Unser Leben gehört uns nicht – Die Freispieler werfen im projekttheater mit »Walks Looking« einen düsteren Blick auf uns
22. Januar 2022 – Jaja, das Versprechen der »schönen, neuen Welt«. Wir kennen es. Und wir fürchten uns davor, vor der Gleichmachung, dem Ausschalten der Gefühle und dem freien Willen. Wenigstens geht es einigen so. In diese Richtung blicken Die Freispieler, das kann man wohl so sagen, in jeder ihrer Stückentwicklungen. Auch in »Walks Looking«, wie immer unter der entspannten Regie von Christiane Guhr und der reflektierten Dramaturgie von Stephan Zwerenz, kämpfen die Beteiligten mit und gegen aufgezwungene Gleichschaltung.
In einem »Science-Fiction-Western« flüchten Menschen und Androiden im Jahr 2150 voreinander, einer jagt den anderen, ausgelöst und gesteuert durch ein übergreifendes und übergriffiges Unternehmen, dessen Prinzip es ganz bewusst ist, eine imaginäre Mauer zwischen beiden aufrechtzuerhalten. Und genau diese Mauer ist es, diese Mauer in den Köpfen, die einige wenige nicht akzeptieren wollen. Da wird der Jäger zum Gejagten, wenn es gilt, einen vermeintlich gefährlichen Androiden auszuschalten. Zwar lassen sich diese eindeutig von Menschen unterscheiden, man entnehme ihnen einfach einen Augapfel und werfe einen Blick auf die Seriennummer, allerdings ist das eben nur durch den Blick hinter die Fassade, hinter die Oberfläche möglich. Anders gesagt: Es stellt sich bald als Krux heraus, dass Menschen und Androiden eben nicht so einfach voneinander zu unterscheiden, also zu trennen sind. Das ist auch nicht zuletzt durch einen in der Vergangenheit heimlich einprogrammierten Code möglich, der aus Androiden in mehreren Stufen ganz langsam Menschen werden lässt, indem sie einen freien Willen entwickeln. Und genau dieser freie Wille ist es, der die große Gefahr für jede kontrollierende Institution darstellt.
Was hier deutlich ins Auge fällt ist die Tatsache, dass diese fiktive Zukunft nur ein Vehikel, fast eine Metapher darstellt. Schlussendlich ist klar, dass es sich eben tatsächlich nicht um ein Gedankenspiel um etwas dreht, das uns allen drohen könnte. Das ist gegenwärtig. Der bittere Beigeschmack entsteht dabei durch den Eindruck, so viele Menschen seien bereit, für ihren digitalen Wohlstand jeden erdenklichen Preis zu zahlen. Die Entscheidungsfrage zwischen Freiheit und Sicherheit fällt für viele eindeutig aus, zu eindeutig. An diesem Punkt kratzt diese Inszenierung vorsichtig, aber unübersehbar.
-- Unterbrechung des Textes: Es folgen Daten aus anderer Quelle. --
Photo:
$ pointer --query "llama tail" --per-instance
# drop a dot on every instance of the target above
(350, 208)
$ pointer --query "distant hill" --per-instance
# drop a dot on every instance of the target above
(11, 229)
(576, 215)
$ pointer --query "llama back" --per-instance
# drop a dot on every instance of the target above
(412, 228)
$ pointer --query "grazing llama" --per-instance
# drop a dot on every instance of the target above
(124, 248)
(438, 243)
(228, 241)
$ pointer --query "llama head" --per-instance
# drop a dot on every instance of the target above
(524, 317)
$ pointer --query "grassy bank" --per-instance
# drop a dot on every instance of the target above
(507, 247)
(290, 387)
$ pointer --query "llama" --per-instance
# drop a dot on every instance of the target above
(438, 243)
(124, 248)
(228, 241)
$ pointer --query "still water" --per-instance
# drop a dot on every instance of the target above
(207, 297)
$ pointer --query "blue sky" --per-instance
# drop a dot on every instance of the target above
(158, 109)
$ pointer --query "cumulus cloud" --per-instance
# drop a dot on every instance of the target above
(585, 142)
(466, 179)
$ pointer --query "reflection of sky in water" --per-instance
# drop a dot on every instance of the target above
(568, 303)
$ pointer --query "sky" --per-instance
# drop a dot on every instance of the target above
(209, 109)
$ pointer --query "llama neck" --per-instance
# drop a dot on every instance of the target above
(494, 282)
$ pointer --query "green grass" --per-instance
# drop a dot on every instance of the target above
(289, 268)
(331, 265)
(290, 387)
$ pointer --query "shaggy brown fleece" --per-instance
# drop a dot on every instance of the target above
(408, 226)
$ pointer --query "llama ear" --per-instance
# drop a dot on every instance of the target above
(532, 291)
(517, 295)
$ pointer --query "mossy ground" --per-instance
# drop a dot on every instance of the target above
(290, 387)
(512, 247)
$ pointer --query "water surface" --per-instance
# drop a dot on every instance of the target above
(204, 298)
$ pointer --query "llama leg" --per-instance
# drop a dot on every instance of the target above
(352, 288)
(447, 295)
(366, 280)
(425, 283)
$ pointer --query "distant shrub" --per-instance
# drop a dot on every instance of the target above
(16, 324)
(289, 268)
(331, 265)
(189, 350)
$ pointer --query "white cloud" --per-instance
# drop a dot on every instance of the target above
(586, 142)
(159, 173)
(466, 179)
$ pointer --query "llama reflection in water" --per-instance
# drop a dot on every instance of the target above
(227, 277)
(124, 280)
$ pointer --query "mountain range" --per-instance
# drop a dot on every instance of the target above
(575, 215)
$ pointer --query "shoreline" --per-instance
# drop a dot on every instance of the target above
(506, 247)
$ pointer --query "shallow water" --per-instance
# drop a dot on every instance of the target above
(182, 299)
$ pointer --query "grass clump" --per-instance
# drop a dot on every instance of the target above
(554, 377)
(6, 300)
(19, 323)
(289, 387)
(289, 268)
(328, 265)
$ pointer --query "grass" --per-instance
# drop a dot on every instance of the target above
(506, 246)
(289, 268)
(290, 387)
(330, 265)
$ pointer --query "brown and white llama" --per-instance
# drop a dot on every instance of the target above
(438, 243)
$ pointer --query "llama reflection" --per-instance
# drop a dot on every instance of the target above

In gewohnter Manier stützt sich auch »Walks Looking« vor allem auf den Text. Der bringt auch eine menschliche, rührende Seite mit, wenn der Kopfgeldjäger »Fettsack« tituliert wird und keinen Schritt ohne seinen Plüschhasen macht. Bis zum Ende, das im Prinzip einen Anfang darstellt, braucht es von seitens des Publikums Geduld. Man muss zuhören und mitdenken wollen. Das war bei den Freispielern schon immer so. Vielleicht ließe sich das dramaturgisch etwas anziehen, um das Publikum bei der Stange zu halten. Allerdings ist ja ganz offensichtlich, dass hier der Aspekt bloßer Unterhaltung nicht im Vordergrund steht.